Apparently they believe that if they can get a nurse practitioner or certified mid-wife willing to “Perform medication abortions” and “Assist in abortion and sterilization services,” they can not only keep their remaining clinics open but open a new center in Milwaukie.

The person PPCW is looking to hire is expected to have the education needed for relevant state licenses (Oregon allows non-physicians like nurse practitioners and nurse midwives to perform abortion) and should be “Eligible and able to pursue prescriptive authority with current licensure.”
PPCW’s listing on “Health Hires” of the Lund Report website appears to have been pulled, the position possibly filled, but was up as recently as two weeks ago (5/21/15). How many saw and applied for the position is not known, though everything points to PPCW’s continuing to move forward with the new Milwaukie center.

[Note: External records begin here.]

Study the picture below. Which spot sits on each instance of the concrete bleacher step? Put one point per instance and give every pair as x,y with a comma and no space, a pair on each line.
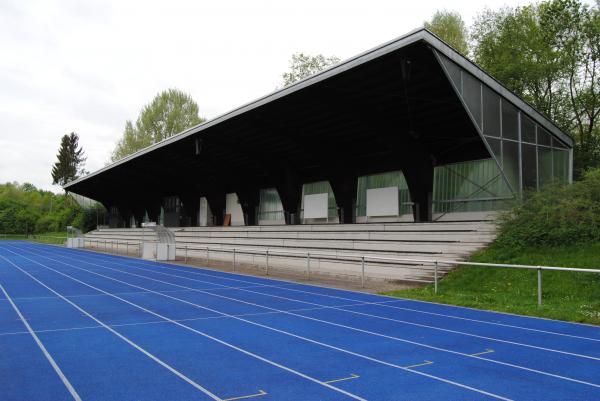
336,249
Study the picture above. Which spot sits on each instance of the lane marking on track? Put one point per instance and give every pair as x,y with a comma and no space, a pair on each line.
487,351
256,356
285,286
191,319
39,343
260,393
351,377
441,379
351,311
322,321
122,337
419,364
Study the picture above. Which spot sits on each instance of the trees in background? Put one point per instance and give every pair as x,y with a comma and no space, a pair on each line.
27,209
304,65
451,28
71,160
170,112
549,54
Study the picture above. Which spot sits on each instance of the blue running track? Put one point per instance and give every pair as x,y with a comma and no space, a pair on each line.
83,325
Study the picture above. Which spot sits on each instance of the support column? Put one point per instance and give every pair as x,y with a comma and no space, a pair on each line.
216,202
290,192
344,189
191,207
153,209
419,178
249,200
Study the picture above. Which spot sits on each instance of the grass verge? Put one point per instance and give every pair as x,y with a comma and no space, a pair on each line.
570,296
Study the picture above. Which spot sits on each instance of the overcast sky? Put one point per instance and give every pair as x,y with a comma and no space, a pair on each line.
87,65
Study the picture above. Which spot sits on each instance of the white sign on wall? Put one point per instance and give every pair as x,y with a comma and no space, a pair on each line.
315,206
382,201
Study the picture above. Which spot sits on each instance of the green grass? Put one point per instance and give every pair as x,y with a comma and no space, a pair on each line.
568,296
46,238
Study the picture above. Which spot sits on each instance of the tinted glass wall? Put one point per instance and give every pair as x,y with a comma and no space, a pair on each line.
526,154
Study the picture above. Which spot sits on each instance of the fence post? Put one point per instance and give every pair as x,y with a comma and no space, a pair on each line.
362,265
267,262
539,286
435,278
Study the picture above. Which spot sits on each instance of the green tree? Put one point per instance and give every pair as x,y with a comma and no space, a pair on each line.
304,65
170,112
451,28
70,161
549,54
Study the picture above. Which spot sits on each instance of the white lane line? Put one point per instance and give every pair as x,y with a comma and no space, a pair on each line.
493,361
515,343
116,293
116,333
55,366
290,370
460,385
286,285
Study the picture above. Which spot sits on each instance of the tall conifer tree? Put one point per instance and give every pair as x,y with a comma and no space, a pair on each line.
70,161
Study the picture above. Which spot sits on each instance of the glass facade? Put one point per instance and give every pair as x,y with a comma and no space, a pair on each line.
523,155
473,186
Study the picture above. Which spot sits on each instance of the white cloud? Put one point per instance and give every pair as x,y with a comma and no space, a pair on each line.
89,66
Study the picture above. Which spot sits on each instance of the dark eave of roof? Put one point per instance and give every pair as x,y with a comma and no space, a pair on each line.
414,36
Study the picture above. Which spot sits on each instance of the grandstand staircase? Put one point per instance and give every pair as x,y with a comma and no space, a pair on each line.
335,249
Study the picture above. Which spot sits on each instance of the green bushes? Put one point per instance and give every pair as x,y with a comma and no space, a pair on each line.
555,215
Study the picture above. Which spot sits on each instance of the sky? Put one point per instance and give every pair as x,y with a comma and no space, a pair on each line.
88,66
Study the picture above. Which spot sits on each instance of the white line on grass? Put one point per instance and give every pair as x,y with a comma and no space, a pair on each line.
55,366
314,319
116,333
290,370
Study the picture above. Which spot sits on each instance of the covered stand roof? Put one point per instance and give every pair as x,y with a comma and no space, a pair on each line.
389,108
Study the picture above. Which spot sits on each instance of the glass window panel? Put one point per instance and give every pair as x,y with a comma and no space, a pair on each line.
453,71
527,129
270,205
558,144
469,186
510,163
544,137
529,165
561,165
472,96
495,145
510,121
491,112
544,165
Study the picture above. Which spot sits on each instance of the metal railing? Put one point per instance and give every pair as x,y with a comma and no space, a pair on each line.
406,263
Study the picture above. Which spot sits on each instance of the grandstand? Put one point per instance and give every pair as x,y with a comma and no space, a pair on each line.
406,150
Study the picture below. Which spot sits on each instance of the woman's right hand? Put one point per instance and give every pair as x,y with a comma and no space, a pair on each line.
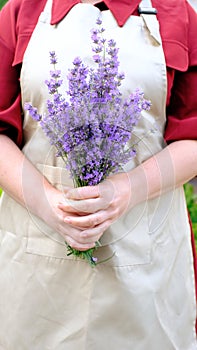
54,217
25,184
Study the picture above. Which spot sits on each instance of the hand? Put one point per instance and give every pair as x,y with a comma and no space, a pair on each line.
97,207
54,217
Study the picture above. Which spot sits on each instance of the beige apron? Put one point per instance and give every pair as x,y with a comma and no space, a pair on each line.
143,298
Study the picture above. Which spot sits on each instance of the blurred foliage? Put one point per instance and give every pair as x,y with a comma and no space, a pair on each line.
191,198
2,3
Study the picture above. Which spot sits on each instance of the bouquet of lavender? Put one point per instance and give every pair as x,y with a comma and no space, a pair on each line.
91,128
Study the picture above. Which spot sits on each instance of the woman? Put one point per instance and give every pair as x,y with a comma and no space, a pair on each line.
144,296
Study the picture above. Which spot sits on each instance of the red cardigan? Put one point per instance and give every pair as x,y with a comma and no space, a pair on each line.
178,26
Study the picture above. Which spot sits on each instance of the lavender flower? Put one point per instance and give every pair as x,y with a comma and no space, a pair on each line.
91,130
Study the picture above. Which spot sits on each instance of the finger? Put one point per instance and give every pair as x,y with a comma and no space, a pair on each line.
96,232
88,221
81,193
87,206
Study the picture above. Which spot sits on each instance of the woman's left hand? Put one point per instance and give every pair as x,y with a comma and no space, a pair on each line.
97,207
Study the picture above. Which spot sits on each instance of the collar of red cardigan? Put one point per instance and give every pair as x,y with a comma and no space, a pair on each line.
121,9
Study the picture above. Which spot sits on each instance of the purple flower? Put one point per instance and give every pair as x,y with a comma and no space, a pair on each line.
91,125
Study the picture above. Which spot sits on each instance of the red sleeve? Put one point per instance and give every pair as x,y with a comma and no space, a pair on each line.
182,103
10,111
17,21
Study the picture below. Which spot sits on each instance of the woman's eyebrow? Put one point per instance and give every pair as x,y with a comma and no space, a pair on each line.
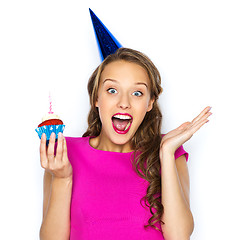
113,80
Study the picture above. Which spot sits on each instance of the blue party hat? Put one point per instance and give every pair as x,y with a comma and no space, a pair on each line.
107,43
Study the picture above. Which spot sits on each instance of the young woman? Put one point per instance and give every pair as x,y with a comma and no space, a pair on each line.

It is not good news, but it does illustrate how different developments in the abortion industry are all tied together. With abortions dropping and doctors getting out of the abortion business, the industry is turning to chemical abortions and less trained medical personnel to keep their clinics open and stay profitable.

The big abortion drops illustrate how far we’ve come, the impact we’ve had, but events like this serves as a warning not to take things for granted, as the industry will adapt in order to try and stay in business.